The scrypt() algorithm has at its core a routine called ROMmix. Basically, it defines
V(1) = hash(message)
V(2) = hash(hash(message))
V(3) = hash(hash(hash(message)))
...
and it calculates
V(V(V(V(...(message))))
Since computing V(n+1) requires computing V(n) first, the most efficient way to do this is to cache all of the previously-computed values. Once you’ve generated a large enough table, the V(V(V(…))) is just a bunch of lookups.
Caching all the previously computed values requires lots of memory, and since each lookup depends on the previous one it’s sensitive to memory latency (although if you’re mining you can work on several blocks in parallel and pipeline the requests to get around this).

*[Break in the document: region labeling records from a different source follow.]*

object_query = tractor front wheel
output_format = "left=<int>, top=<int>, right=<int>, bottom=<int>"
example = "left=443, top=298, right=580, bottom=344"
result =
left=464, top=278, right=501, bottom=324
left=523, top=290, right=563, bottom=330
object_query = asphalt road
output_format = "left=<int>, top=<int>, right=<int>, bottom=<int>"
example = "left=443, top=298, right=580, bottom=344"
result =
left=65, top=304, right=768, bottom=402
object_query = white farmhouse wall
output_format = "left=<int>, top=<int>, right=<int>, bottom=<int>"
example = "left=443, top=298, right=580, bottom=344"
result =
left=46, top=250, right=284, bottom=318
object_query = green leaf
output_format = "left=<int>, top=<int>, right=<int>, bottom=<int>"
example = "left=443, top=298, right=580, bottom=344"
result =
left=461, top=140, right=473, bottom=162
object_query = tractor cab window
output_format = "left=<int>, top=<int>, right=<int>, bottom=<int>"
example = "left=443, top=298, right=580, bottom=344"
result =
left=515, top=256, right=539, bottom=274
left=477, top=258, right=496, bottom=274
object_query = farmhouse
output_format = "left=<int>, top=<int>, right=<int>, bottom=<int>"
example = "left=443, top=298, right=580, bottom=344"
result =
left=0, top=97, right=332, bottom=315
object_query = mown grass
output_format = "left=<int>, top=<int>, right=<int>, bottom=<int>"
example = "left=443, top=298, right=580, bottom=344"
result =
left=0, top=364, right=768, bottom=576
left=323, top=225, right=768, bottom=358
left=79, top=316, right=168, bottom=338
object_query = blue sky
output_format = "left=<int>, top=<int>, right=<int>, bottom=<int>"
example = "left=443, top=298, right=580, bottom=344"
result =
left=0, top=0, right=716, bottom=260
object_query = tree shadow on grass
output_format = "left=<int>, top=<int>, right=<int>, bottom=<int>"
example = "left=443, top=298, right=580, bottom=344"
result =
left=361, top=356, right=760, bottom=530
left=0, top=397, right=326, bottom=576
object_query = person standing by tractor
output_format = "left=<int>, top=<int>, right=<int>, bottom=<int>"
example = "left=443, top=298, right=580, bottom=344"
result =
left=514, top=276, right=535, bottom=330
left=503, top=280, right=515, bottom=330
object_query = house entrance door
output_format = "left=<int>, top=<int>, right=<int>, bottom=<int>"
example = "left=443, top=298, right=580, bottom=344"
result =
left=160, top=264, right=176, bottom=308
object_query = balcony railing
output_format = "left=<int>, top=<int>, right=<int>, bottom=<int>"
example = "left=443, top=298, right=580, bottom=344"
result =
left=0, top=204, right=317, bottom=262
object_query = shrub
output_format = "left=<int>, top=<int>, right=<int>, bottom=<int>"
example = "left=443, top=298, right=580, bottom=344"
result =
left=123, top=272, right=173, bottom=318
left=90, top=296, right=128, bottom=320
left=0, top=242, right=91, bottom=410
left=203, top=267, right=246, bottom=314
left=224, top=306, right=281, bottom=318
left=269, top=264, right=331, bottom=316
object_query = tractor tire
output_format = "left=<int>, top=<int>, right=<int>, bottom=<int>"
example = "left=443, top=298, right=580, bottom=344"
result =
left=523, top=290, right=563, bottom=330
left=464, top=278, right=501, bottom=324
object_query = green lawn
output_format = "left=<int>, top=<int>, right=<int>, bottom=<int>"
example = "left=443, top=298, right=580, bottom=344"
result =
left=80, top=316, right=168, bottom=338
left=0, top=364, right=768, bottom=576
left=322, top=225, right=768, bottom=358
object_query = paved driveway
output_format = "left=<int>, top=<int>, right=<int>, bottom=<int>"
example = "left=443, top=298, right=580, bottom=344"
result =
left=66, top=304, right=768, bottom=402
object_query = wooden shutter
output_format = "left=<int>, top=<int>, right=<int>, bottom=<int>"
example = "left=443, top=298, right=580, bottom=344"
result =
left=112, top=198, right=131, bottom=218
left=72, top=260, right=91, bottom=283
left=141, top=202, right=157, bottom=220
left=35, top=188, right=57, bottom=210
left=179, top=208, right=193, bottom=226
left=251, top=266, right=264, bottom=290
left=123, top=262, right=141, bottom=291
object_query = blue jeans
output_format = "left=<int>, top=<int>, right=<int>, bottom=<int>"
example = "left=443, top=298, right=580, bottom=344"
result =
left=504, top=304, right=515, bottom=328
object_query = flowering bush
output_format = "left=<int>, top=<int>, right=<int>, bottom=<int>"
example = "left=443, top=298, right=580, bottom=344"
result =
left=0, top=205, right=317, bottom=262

GPUs can perform far more integer operations per second than a normal CPU, but have roughly the same memory bandwidth/latency as a CPU. So an algorithm that is memory-dominated should “level the playing field” between CPUs and GPUs.
I still don’t understand why the Tenebrix folks consider this to be an important goal. It just “equalizes” GPUs and CPUs, but you can still build custom hardware that does scrypt() much faster and cheaper than a CPU. So it’s just going from “GPUs are best” to “custom printed circuit boards covered in memory buses are best”. Nobody’s been able to explain why this change is worth all the trouble.